Убежала в песок, под кровлю.

 

Ведь дома оказались вехами.

Поцелуями. Утром ранним.

Проаукали мы, проэхали

Даже отзвуки пониманья.

 

С многочисленными заботами

Размешается что есть силы

Горе плотное и животное…

Я ребёнок? Спасибо, милый.

 

Мы вершили на грани, на грани… Власть

Ты мячом бил о пол моих чаяний.

Лишь лицо моё нежное ранилось

О твою кольчугу молчанья.

 

Бросьте – щупальце этого крабика

Не назвать осторожным сроду

В день, когда вернулась силлабика

В моё горло, к тебе – свобода.

 

Я не жертва. Но их количеством

Измеряют любую победу.

Мой Желанный, Твоё Величество...

Мы не встретимся в эту среду. 

 

* * *

 

Кем осталась я после нежной дружбы с тобой?

Деревом или косточками в его плодах?

Я уже никогда не узнаю, что значит боль,

Даже если как ценность её никому не отдам.

 

Может (скажешь), я стала ещё живей,

Тронешь пальцем меня, и рана кровоточит?

Из таких деревьев, как я, не строят церквей,

Потому что Слово в храмах таких горчит.

 

Посмотри, как прекрасна падалица моя!

Ей не нужно стремиться к небу – страх высоты.

И без спила понятно: я старше, поблекла явь

И корней не пускают ни храмы мои, ни кресты.

 

Я отныне статична, мне некуда больше бежать,

Но я в силах носить в себе дупла и гнёзда других,

Подставлять своё жёсткое тело, снимать беспокойный жар

И тихонечко петь сочинённый с тобою гимн… 

 

* * *


Мне темно. Сыро.
Ноги гудят и почти не гнутся.
Я слепая лошадь на дне рудника. 

 

* * *

 

Память несовершенна.

Она ворует кусочки счастья

и распихивает их по чёрным дырам карманов.

 

Детский ангел

 

Я вдруг отчётливо

Ощущаю себя четырнадцатилетней.

 

Мужчина, во все глаза глядевший на меня в метро,

Вернул мне детство –

Кофейные волосы, острые локти, тонкую детскую кожу.

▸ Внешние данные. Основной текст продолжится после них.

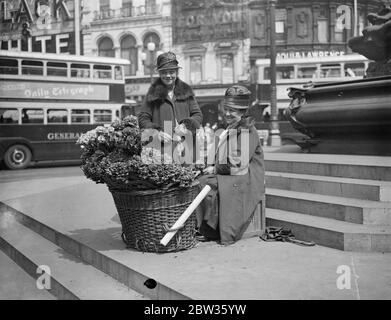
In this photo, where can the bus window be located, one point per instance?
(57, 116)
(80, 116)
(330, 71)
(102, 116)
(282, 72)
(118, 73)
(57, 69)
(8, 66)
(102, 72)
(80, 70)
(9, 116)
(307, 72)
(32, 116)
(356, 69)
(32, 67)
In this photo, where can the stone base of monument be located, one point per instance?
(338, 201)
(352, 117)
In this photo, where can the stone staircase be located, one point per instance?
(338, 201)
(33, 245)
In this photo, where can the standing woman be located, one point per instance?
(237, 177)
(170, 105)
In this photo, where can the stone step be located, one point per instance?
(131, 278)
(334, 186)
(346, 166)
(332, 233)
(16, 284)
(357, 211)
(70, 278)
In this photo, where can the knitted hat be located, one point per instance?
(166, 61)
(237, 97)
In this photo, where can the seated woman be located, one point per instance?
(237, 177)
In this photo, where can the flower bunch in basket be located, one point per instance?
(115, 155)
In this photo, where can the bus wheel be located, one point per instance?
(17, 156)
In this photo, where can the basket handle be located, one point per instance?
(166, 228)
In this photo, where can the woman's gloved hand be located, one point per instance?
(165, 137)
(209, 170)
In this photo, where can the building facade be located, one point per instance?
(126, 29)
(211, 39)
(307, 25)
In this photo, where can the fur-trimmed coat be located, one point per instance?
(158, 107)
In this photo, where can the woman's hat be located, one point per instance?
(166, 61)
(237, 97)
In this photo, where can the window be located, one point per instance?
(32, 67)
(330, 71)
(361, 23)
(356, 69)
(129, 51)
(56, 69)
(9, 116)
(281, 17)
(338, 33)
(32, 116)
(8, 66)
(105, 48)
(150, 56)
(57, 116)
(80, 116)
(118, 73)
(307, 72)
(323, 31)
(102, 116)
(195, 69)
(280, 28)
(150, 6)
(282, 72)
(127, 8)
(227, 68)
(104, 5)
(80, 70)
(102, 72)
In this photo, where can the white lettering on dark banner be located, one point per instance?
(64, 135)
(309, 54)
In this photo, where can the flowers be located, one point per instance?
(115, 155)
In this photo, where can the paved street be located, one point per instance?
(63, 199)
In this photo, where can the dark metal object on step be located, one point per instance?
(279, 234)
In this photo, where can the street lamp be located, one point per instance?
(274, 136)
(148, 58)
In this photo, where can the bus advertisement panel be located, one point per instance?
(47, 101)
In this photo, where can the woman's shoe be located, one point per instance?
(201, 238)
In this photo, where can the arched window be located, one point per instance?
(105, 47)
(129, 52)
(150, 61)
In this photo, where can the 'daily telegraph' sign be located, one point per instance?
(31, 90)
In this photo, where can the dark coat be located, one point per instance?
(240, 187)
(158, 107)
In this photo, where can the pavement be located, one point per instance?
(16, 284)
(249, 269)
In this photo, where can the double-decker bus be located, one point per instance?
(299, 72)
(48, 100)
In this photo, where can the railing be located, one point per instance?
(126, 12)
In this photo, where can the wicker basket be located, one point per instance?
(147, 215)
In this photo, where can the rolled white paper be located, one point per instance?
(182, 219)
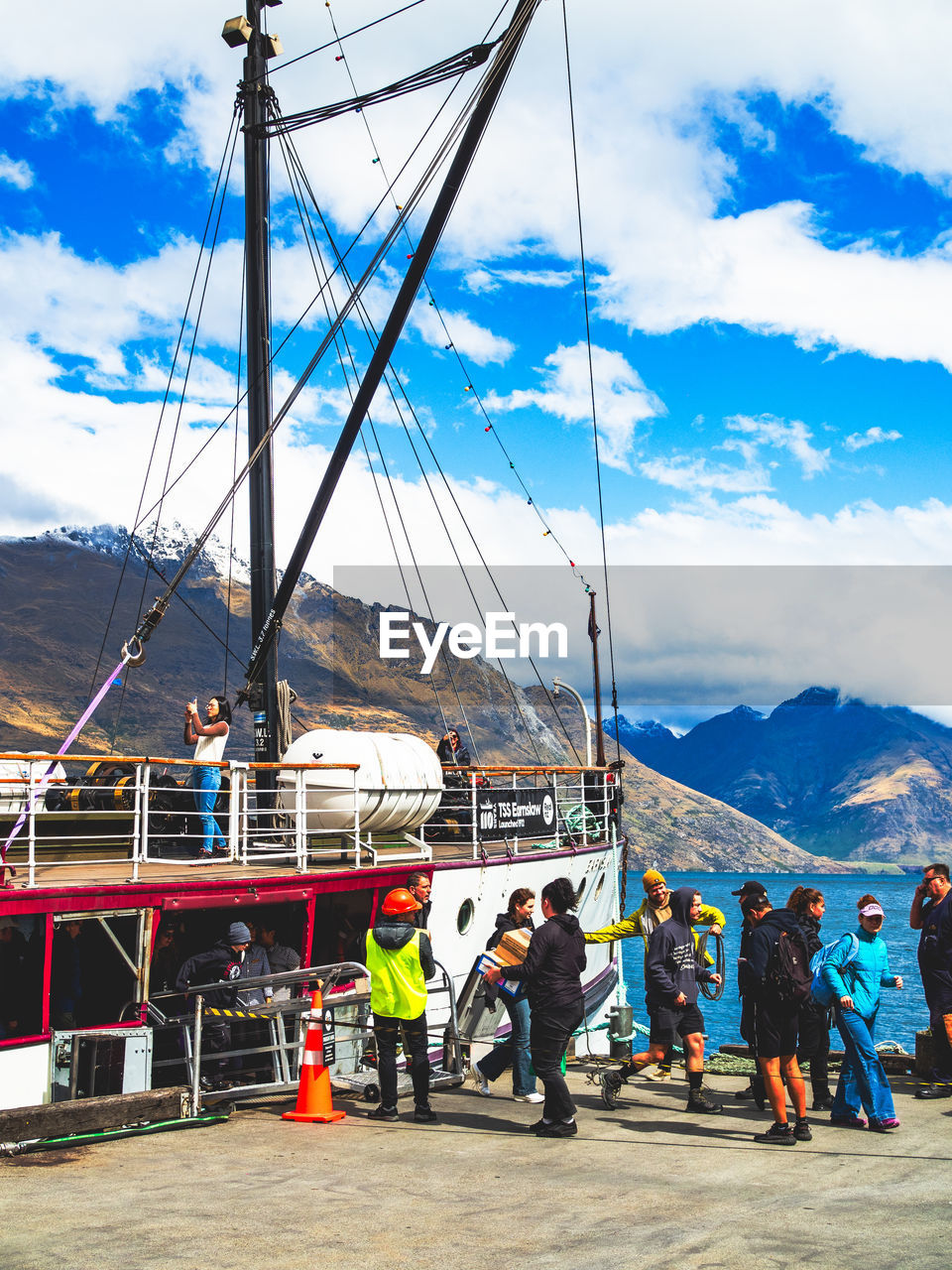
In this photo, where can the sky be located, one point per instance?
(763, 194)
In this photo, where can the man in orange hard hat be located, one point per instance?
(400, 960)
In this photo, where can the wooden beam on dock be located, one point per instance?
(94, 1115)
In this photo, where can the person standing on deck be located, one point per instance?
(932, 915)
(420, 887)
(655, 908)
(774, 1017)
(756, 1088)
(208, 739)
(856, 982)
(671, 975)
(400, 960)
(552, 976)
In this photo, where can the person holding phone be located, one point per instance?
(208, 738)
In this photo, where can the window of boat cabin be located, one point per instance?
(182, 934)
(95, 974)
(22, 964)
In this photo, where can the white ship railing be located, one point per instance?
(103, 810)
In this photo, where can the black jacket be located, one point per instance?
(671, 965)
(763, 942)
(553, 964)
(220, 964)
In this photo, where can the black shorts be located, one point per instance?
(682, 1021)
(775, 1029)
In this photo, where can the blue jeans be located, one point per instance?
(862, 1079)
(206, 783)
(515, 1049)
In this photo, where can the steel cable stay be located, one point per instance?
(220, 187)
(593, 630)
(397, 377)
(389, 382)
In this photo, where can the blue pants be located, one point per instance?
(206, 783)
(862, 1079)
(515, 1051)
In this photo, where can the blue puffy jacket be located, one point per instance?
(864, 976)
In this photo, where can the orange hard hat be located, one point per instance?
(399, 902)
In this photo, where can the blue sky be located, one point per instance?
(766, 213)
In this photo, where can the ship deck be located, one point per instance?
(61, 874)
(643, 1187)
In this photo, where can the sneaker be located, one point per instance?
(698, 1100)
(848, 1121)
(382, 1112)
(933, 1091)
(778, 1134)
(557, 1129)
(660, 1074)
(884, 1125)
(480, 1080)
(611, 1084)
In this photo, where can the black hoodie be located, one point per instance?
(671, 964)
(553, 964)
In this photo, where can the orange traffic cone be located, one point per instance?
(313, 1089)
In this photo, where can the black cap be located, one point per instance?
(751, 888)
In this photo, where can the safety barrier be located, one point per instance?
(234, 1053)
(102, 810)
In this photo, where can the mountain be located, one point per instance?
(837, 776)
(63, 588)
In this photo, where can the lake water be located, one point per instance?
(901, 1014)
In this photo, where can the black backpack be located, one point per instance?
(788, 974)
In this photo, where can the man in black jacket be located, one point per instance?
(671, 973)
(774, 1017)
(220, 964)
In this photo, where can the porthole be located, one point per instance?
(463, 919)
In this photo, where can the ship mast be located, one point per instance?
(254, 91)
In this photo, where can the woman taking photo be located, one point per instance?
(513, 1052)
(208, 739)
(814, 1020)
(856, 982)
(552, 976)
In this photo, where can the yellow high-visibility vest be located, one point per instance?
(398, 985)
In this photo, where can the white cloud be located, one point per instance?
(16, 172)
(622, 402)
(792, 436)
(871, 437)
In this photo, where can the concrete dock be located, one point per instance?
(647, 1185)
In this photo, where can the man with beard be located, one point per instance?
(671, 974)
(932, 915)
(654, 910)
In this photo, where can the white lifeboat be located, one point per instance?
(399, 780)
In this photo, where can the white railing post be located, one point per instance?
(32, 826)
(301, 820)
(555, 795)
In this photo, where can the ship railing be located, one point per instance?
(255, 1051)
(104, 810)
(503, 811)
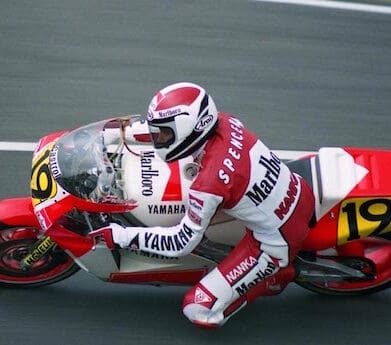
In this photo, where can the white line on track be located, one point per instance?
(341, 5)
(29, 147)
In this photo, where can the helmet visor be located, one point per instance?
(162, 136)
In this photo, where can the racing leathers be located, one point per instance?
(239, 175)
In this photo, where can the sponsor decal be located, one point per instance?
(289, 199)
(42, 184)
(234, 151)
(153, 255)
(167, 209)
(196, 202)
(171, 243)
(203, 122)
(43, 219)
(260, 276)
(170, 112)
(39, 251)
(53, 161)
(261, 190)
(241, 269)
(201, 296)
(147, 173)
(195, 218)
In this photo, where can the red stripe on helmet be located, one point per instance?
(182, 96)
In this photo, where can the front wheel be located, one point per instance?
(371, 256)
(15, 244)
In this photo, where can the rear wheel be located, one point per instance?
(371, 256)
(15, 244)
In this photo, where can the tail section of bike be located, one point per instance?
(20, 233)
(347, 251)
(362, 267)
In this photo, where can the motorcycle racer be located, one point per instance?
(239, 175)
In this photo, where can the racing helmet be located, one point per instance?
(181, 117)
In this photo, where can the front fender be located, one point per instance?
(17, 212)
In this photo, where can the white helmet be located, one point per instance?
(181, 117)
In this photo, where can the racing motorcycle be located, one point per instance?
(107, 171)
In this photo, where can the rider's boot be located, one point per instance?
(212, 301)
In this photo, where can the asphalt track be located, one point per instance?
(301, 77)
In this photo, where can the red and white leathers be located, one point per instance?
(241, 176)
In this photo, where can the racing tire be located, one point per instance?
(53, 267)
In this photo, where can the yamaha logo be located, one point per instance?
(203, 122)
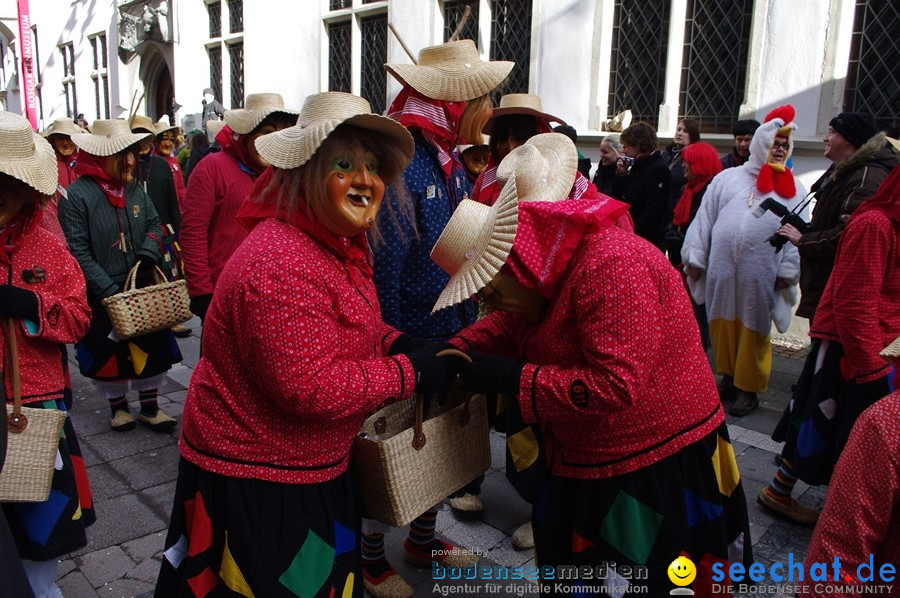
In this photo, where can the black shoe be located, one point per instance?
(745, 404)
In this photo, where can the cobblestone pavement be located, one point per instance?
(133, 479)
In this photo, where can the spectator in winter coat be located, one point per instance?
(42, 307)
(295, 356)
(861, 160)
(743, 134)
(625, 402)
(216, 189)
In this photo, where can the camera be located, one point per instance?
(787, 217)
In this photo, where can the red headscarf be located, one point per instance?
(233, 144)
(548, 234)
(95, 167)
(438, 120)
(705, 164)
(262, 203)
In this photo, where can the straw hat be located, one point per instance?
(140, 122)
(25, 155)
(321, 115)
(544, 167)
(520, 103)
(891, 353)
(475, 244)
(257, 107)
(107, 137)
(453, 72)
(62, 126)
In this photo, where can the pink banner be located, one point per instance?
(26, 45)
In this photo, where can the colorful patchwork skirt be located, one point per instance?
(102, 358)
(53, 528)
(245, 537)
(628, 529)
(817, 422)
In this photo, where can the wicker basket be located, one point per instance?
(409, 456)
(135, 312)
(33, 440)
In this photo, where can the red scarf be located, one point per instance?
(549, 233)
(262, 204)
(438, 121)
(14, 231)
(233, 144)
(705, 164)
(95, 167)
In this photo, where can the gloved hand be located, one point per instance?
(433, 374)
(491, 374)
(406, 344)
(200, 304)
(18, 303)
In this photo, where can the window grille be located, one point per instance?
(236, 16)
(453, 11)
(873, 82)
(716, 44)
(215, 70)
(638, 70)
(339, 56)
(374, 55)
(236, 58)
(511, 40)
(215, 18)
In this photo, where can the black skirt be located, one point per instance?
(691, 503)
(234, 536)
(817, 422)
(102, 358)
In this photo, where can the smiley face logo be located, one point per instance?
(682, 571)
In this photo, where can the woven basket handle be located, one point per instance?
(131, 282)
(15, 421)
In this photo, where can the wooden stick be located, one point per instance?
(402, 43)
(462, 23)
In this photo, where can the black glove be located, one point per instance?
(18, 303)
(434, 374)
(200, 304)
(406, 344)
(491, 374)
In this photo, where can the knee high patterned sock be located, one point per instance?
(148, 401)
(783, 483)
(376, 568)
(118, 404)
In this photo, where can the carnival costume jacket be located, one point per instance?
(63, 312)
(614, 372)
(280, 398)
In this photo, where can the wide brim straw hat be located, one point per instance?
(62, 126)
(322, 113)
(107, 137)
(25, 155)
(544, 167)
(891, 353)
(257, 107)
(520, 103)
(475, 244)
(139, 122)
(453, 71)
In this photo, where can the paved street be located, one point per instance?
(133, 479)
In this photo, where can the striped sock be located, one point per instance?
(375, 565)
(421, 530)
(118, 404)
(783, 483)
(148, 402)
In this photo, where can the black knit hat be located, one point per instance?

Я часами смотрела в трюмо,

А затем показывала язык и смеялась.

Я не убегала от себя.

Наоборот – та, зеркальная девчонка, ускользала,

Скрывала свои прелести, не дразнилась и не кокетничала.

 

Так хотел наш общий ангел-хранитель.

 

Откуда ей и мне было знать,

Что я уже тогда нравилась мужчинам

И они внимательно смотрели на меня не потому,

Что я растрёпана или неряшливо одета,

А потому что я маленькая женщина.

Я и себе не нравилась, чтобы не видеть этого.

 

Как я рада, что ни один сладострастник

Не целовал мои детские колени.

Ave, мой детский ангел.

 

Автоэпитафия

 

Я – камень – не тяжёл ли для неё,

Чьи хрупкие останки подо мной?..

Ей мал был и высокий окоём,

И сердце, и безоблачный покой…

Она любила изнутри сиять!

И знала, кто ей лучшие друзья:

Язык, поток людей, златая прядь,

Взгляд к небесам и поневоле – я…

 

Со дна морского вышел Крым как дом…

Полынный венок (сонетов)

 

Максимилиану Волошину

 

I.

 

…И стала сила Слова серебром,

а век – серебряным. Слова как пули.

Двенадцать стыли, шли, на пальцы дули,

глядели ввысь: Он, «в венчике», – фантом.

 

Но вынул Он ещё одно ребро –

в цветаевскую персть весну вдохнул… И   

нагие пальцы хрупкие согнули

из звуков вёсла… Только Русь – паром

 

разбитый (вплавь… грести нельзя… вести…) –

прибило к Крыму, где в одной горсти

живые травы, мёртвые вулканы,

 

где синий киммериец Коктебель

укладывает ветер в колыбель

седой полыни на кудрях у Пана.

 

II.

 

Седой полыни на кудрях у Пана,

сплетённой с мятой в дружеский венок,

волшебен жгут… Здесь и костистый рог

древнейших скал, как вереск, гибкий, пьяный:

 

зверьё и птицы, чудища… Осанна

природе, чей стилет или клинок

творят из гор подобия. Стрелок

таится с луком за кустом – Диана?

 

О – гунн, татарин, турок, печенег,

скиф, славянин, хазар… Любой набег

хранит земля. И ржавый бок кальяна,

 

и ветхую монету… Мифов тьму

вода и берег жалуют ему –

киммериянину Максимилиану.

 

III.

 

Киммериянину Максимилиану

к лицу полынный нимб. Как лес дремуч

на голове! И мучь его, не мучь –

из львиной шевелюры великана

 

глядят сапфиры (тёплые!). Он рано 

и угадал и принял к счастью ключ:

полынный жгут не жгуч и не колюч –

терновый жжёт и оставляет раны.

 

Медведь? Садко? Сказитель? Дюжий эллин?  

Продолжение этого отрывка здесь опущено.